At this, the leading man musters some of his Archadian charm. "Hmmm? Either I've gone mad or you've actually deigned to show me some affection Fran."
Up close, he is quite clearly concussed, yet still manages to encircle his arms around Fran's waist. The viera lays her head on his shoulder, now of even height after divesting herself of her heels. She is struck by how peaceful it is, to be so entwined, fitting so neatly into the embrace of a hume.
As the sunlight changes, Balthier catches sight of the hole Fran has managed to tear in the wall. Squinting, he surmises that they have crashed into some sort of desert oasis. The only way out is to swim to the shore.
"An undignified exit to say the least," Balthier half-heartedly complains. He tugs at the back of his vest, now looking rather more careworn and...charred than usual, and throws it unceremoniously on the floor.
"Shall we, my lady?" He holds out a hand as if to ask her to dance, and indeed this is a set of steps they know all too well. Smirking, Fran pushes him in first before following, diving in a perfect arc.
The water is still warm from the crash and the desert sun, yet they know they mustn't linger for fear of what else might be leaking from the once great ship. Fran cuts through the water, stretching out her long limbs, only just catching up to Balthier's admittedly more refined stroke.
They stagger out of the water and collapse onto the sand, both unwilling to let the other go. Together they breathe in the salty dampness of wet sand and think it the finest thing in the world.

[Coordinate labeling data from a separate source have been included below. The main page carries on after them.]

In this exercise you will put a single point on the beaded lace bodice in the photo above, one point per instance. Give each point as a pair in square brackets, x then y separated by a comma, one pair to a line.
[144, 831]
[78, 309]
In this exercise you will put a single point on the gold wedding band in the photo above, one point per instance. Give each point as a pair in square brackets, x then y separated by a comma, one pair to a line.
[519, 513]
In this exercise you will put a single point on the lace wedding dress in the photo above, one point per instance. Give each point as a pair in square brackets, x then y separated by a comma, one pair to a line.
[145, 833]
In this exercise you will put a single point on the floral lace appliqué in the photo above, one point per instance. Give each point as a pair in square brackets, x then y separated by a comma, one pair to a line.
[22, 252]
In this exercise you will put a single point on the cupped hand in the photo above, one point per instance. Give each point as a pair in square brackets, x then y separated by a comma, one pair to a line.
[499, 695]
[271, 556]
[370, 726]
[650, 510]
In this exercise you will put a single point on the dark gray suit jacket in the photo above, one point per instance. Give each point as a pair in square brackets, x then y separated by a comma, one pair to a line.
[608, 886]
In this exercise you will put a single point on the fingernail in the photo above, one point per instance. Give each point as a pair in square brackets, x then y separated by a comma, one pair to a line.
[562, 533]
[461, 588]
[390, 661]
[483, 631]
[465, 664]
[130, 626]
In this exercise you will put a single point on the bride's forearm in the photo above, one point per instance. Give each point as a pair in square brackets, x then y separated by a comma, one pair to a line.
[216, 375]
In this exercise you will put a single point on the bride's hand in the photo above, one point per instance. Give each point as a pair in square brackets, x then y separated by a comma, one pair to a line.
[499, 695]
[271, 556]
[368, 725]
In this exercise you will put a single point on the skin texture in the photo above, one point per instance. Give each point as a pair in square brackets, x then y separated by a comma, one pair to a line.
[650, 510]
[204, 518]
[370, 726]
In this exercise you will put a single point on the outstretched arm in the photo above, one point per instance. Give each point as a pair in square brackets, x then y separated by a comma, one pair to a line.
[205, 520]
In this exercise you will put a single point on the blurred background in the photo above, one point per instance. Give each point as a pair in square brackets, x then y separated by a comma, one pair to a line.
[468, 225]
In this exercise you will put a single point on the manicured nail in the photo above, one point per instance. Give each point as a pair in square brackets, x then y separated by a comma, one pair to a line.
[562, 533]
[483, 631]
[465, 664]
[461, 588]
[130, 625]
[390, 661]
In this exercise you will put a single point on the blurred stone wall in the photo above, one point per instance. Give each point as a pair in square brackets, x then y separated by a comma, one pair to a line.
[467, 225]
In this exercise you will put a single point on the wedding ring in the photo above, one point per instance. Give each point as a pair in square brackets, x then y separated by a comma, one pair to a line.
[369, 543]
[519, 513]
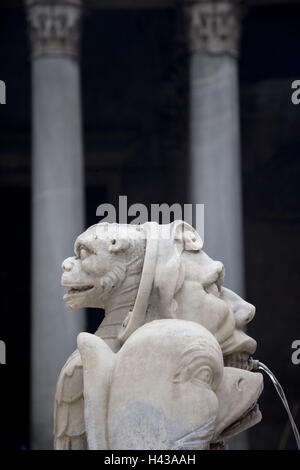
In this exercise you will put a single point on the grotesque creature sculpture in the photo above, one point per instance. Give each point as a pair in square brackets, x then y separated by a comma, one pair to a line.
[139, 274]
[165, 389]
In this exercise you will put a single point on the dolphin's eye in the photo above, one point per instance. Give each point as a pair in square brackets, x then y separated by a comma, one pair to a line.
[83, 252]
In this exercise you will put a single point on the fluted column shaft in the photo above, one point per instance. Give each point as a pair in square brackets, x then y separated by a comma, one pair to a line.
[212, 29]
[57, 196]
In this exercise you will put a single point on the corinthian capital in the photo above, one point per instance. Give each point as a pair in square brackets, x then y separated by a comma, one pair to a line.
[213, 26]
[54, 27]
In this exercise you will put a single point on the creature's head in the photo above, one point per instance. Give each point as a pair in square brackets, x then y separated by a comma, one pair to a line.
[167, 386]
[105, 255]
[166, 262]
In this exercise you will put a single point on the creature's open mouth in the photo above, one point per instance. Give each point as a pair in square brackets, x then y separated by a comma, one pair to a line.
[248, 419]
[78, 289]
[238, 360]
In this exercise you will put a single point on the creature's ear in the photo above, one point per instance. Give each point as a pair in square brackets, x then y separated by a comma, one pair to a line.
[186, 235]
[118, 244]
[98, 363]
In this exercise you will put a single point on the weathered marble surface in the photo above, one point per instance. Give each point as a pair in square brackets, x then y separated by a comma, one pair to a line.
[165, 389]
[139, 274]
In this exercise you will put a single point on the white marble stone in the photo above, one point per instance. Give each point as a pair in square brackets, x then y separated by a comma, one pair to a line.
[139, 274]
[166, 389]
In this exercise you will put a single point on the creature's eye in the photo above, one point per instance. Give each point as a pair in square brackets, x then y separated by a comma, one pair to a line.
[240, 384]
[212, 288]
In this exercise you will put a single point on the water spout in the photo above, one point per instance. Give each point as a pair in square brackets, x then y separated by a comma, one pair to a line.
[279, 389]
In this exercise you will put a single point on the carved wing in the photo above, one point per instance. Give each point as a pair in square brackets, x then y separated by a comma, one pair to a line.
[69, 425]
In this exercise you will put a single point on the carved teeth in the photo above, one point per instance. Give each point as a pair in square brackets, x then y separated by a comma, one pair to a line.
[74, 290]
[238, 360]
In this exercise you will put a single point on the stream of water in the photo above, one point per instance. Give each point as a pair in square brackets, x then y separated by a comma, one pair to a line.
[280, 392]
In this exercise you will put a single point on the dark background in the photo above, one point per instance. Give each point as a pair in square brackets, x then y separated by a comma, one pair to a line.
[133, 115]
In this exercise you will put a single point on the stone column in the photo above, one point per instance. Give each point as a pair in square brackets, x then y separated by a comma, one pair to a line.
[57, 196]
[213, 30]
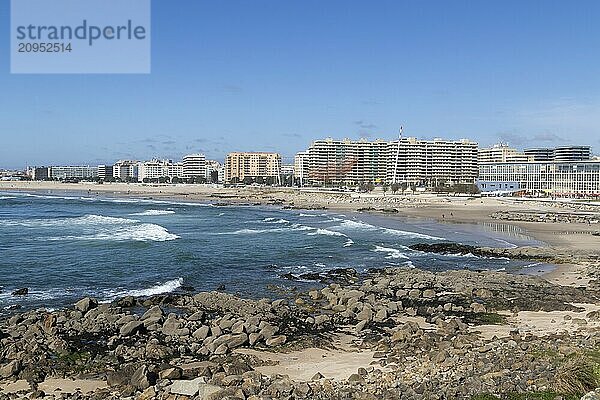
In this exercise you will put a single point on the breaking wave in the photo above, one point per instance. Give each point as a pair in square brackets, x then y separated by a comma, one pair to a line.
[392, 253]
[137, 233]
[326, 232]
[90, 219]
[160, 288]
[362, 226]
[154, 212]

After a moment of catching their breath, Balthier sighs and flips over the face the sun, uncaring for his usual disdain of freckles to bask in the light that eluded him for so long. Fran soon notices just how uneven Balthier's pupils truly are. He raises an eyebrow, and this is enough to set the viera off. Laughter erupts, and her partner joins in simply because of its rare sweetness. Insensible, they are unable to stop.
"You...," Balthier gasps, between tides of mirth, "are sopping wet." A wet strand of hair sticks to her cheek, and he carefully tucks it behind her ear. She also has a sooty smear across her nose, but he isn't going to tell her that.

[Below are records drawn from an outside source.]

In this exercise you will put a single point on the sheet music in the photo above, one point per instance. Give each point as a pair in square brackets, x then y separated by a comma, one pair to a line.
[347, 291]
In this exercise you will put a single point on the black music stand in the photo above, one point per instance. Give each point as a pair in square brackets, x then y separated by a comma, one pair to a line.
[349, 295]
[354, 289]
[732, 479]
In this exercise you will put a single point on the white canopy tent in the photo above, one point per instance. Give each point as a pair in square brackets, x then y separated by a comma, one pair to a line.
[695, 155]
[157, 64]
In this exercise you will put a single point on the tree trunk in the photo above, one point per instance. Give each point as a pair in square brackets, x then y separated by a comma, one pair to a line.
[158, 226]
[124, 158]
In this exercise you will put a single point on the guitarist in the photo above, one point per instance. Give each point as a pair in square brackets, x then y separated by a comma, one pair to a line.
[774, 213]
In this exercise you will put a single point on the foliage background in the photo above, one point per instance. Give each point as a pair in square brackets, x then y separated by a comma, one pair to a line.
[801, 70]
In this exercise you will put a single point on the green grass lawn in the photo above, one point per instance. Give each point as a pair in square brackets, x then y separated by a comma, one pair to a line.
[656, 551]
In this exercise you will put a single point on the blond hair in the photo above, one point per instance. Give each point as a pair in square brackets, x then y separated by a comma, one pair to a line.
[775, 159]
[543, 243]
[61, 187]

"Your clothes are soaked through," Fran replies. Balthier instantly looks dismayed. "You do not seem at ease in the watery environment of a traditional pirate. And you are concussed."
Balthier blinks slowly, still processing the three observations, some of which may or may not have been insults. Fran huffs a little sigh and places a hand over his forehead, drawing out the concussion. She is pleased when he catches up the same hand in a kiss before she pulls away.

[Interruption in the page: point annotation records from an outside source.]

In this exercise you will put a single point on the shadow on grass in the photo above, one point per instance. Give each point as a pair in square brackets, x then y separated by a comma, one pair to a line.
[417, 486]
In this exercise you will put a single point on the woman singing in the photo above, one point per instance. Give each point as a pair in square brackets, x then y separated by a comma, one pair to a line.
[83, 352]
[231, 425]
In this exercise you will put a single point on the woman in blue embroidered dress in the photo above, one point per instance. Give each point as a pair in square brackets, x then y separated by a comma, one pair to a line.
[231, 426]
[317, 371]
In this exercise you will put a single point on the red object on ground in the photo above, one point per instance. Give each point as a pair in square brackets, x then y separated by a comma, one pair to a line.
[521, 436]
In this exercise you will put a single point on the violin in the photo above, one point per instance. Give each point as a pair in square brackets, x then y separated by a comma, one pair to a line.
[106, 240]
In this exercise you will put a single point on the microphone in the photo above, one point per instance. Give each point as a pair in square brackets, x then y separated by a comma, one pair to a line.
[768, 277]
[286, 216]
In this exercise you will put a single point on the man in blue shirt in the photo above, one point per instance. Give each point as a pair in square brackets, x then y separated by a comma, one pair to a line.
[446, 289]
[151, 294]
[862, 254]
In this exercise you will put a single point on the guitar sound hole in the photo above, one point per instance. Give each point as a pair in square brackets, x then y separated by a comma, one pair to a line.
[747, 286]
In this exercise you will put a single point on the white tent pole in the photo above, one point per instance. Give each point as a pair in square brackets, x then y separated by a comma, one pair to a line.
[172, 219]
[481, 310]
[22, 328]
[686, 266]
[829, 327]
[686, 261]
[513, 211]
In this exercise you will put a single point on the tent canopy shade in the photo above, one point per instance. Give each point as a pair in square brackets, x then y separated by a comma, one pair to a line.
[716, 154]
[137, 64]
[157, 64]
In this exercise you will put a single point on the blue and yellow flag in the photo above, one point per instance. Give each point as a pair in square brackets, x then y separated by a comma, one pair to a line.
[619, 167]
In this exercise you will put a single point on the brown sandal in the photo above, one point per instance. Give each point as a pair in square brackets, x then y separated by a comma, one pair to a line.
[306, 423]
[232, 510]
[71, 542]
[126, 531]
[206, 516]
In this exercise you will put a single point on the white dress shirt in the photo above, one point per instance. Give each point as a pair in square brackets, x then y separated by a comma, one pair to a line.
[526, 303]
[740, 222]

"You know m'dear, there looks to be an alarming amount of political...issues that will need sorting through after this most recent development," the sky pirate says thoughtfully.
"It was my belief that you enjoyed politics," Fran observes.
"I do play the part exceedingly well," Balthier says, running a careless hand through Fran's dripping hair, "However I was thinking more along the lines of, say, letting our companions sort out what needs must while we go off and be dashing and debonair."
As Balthier gently works out the tangles in her silver-white hair, Fran stretches out as luxuriantly as a desert cat, She is reminded of a time, not so long ago, that her companion had firmly put a stop to her half-formed notions of cutting it all off. He had taken up her brush silently, finally tucking a loose strand behind her ear as he tilted her face up towards his own.
She smiles. It had been just the two of them travelling together then. "I have no wish to return...immediately."
"I am glad you agree," says Balthier as he rolls lazily onto his side to face her. "Perhaps you should take off that armour Fran. It would not do to let it rust," Balthier comments, a secret smile in his eyes.
"Concussed you still must be, to suggest such foolishness."
"Well my dearest, I have never been wise."